2010 Data Darbar attack
Data Ganj Bukh Lahore. Mr. Bhutto in1974
Some excerpts.
When extremists (calling themselves ‘Punjabi Taliban’) attacked the famous Sufi shrine, Data Darbar, in Lahore in 2010, economist and political analyst, Asad Sayeed, made a rather insightful observation.
He said that had such an attack on the Darbar taken place 20 years ago, thousands of Lahorites would have poured out to protest.
But not anymore. The attack on one of Punjab’s most popular Sufi shrines was simply treated as just another terrorist attack.
Though it is now clear that extremists from within the ‘Wahabi’and Deobandi strands of the faith have been going around blowing up Sufi shrines frequented by the majority (and the more moderate) Barelvi Muslims, the Barelvi leadership has mostly looked elsewhere, putting the blame on the ever-elusive ‘foreign hands.’
Journalist and intellectual Khaled Ahmed once wrote a telling tongue-in-cheek article about the annual gathering of the Dawat-i-Islami in Multan.
The Dawat is the Barelvi equivalent of the Deobandi Tableeghi Jamat. Both outfits are considered to be non-political organisations that are more interested in evangelising their respective versions of Islam and its rituals.
One should also mention that both these strains of Islam accuse each another of being ‘flawed Muslims.’
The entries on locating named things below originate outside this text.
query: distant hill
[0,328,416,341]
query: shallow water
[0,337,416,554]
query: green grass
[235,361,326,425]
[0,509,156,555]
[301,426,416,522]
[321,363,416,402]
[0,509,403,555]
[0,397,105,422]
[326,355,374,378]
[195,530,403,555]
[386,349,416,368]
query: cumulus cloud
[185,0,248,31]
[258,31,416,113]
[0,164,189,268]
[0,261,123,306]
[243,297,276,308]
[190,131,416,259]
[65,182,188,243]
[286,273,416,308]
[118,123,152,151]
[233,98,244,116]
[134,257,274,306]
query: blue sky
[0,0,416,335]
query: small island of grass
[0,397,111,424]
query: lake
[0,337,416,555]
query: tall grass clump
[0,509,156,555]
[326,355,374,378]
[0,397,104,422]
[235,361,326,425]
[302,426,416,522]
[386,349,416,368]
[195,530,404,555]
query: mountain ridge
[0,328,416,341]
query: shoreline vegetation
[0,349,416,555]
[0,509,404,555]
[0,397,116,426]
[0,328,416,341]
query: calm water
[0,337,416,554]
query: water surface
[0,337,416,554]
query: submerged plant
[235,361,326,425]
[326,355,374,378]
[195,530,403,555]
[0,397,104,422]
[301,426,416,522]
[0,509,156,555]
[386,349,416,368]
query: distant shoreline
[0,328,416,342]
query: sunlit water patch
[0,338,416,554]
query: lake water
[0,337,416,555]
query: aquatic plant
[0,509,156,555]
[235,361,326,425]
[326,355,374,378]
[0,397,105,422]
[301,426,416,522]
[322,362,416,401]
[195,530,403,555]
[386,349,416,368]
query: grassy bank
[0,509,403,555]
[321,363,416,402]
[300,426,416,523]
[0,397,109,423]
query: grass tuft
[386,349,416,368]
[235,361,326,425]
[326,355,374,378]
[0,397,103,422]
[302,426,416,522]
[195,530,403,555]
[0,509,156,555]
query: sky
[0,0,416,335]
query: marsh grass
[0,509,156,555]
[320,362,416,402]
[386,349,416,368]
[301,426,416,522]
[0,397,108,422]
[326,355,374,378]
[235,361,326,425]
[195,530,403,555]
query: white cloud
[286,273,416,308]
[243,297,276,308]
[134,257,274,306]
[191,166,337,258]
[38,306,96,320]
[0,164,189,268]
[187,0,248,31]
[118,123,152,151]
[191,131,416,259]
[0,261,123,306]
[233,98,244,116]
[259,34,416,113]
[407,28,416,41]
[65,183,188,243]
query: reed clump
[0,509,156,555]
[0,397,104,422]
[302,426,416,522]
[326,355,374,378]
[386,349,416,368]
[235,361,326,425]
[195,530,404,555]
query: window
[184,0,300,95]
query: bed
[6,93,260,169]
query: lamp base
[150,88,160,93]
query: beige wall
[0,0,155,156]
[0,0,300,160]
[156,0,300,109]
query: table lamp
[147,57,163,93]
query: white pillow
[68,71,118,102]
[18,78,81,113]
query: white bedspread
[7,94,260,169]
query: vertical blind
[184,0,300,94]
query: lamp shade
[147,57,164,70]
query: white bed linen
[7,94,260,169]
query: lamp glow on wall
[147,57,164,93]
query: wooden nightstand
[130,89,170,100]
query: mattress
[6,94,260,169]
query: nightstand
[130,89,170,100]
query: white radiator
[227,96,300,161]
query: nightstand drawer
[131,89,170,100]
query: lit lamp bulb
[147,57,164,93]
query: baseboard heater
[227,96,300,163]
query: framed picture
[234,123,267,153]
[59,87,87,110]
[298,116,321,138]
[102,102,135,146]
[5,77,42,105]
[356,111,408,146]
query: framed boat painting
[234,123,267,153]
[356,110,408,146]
Ahmed wrote(2) how after Dawat’s huge congregation in Multan, when police found some bullet-riddled bodies of Dawat members, the outfit’s main leadership simply refused to acknowledge the glaring evidence that pointed towards the involvement of an opposing Sunni sect’s organisation in the murders.
Ahmed adds that Dawat leaders began babbling about ‘outside forces (RAW, CIA, Mossad)’ who wanted to create disharmony between Pakistan’s Barelvi majority and the Deobandi and Wahabi sects.
One can understand the above-mentioned episode as an example of the confusion Barelvi spiritual leadership has gone through since the 1980s.
From its inception in the 19th century(3) and until about the mid-1980s, the Barelvi sect was largely apolitical in orientation, non-Jihadist and followers of some of the most relaxed dictates of the Hanafi madhab.
‘Barelvi Islam’ (as it is sometimes called) is purely a South Asian phenomenon(4) that fuses elements of South Asian Sufism with the folk and populist strains of various cultures that exist in the area.
It is also called the ‘folk Islam’ of the region in which a high degree of tolerance exists between various faiths, sects, classes and ethnicities and in which the puritanical aspects of other Islamic sects are eschewed and even rejected.
The Sufi shrine and an intense reverence of the Prophet play a central role in Barelvi Islam. Its populist and moderate make-up helped it become the majority Sunni sect amongst the Muslims of South Asia.
Two of its leading opponents have been the Sunni Deobandi sect (also a product of South Asia) and the Puritanical Saudi-inspired ‘Wahabism.’
Both have accused Barelvis of ‘adopting non-Muslim rituals and practices’ and assorted ‘heresies.’
In spite of being the majority sect amongst Sunni Muslims in Pakistan, ‘Barelvi Islam’ hardly ever had a coherent political expression in shape of a mass-based political party or organisation.
Its spiritual leadership largely remained pro-Jinnah (unlike most Deobandi organisations of undivided India), and various Pakistani political leaders have continued to appeal to the symbolism and lingo associated with various populist aspects of Barelvi-ism.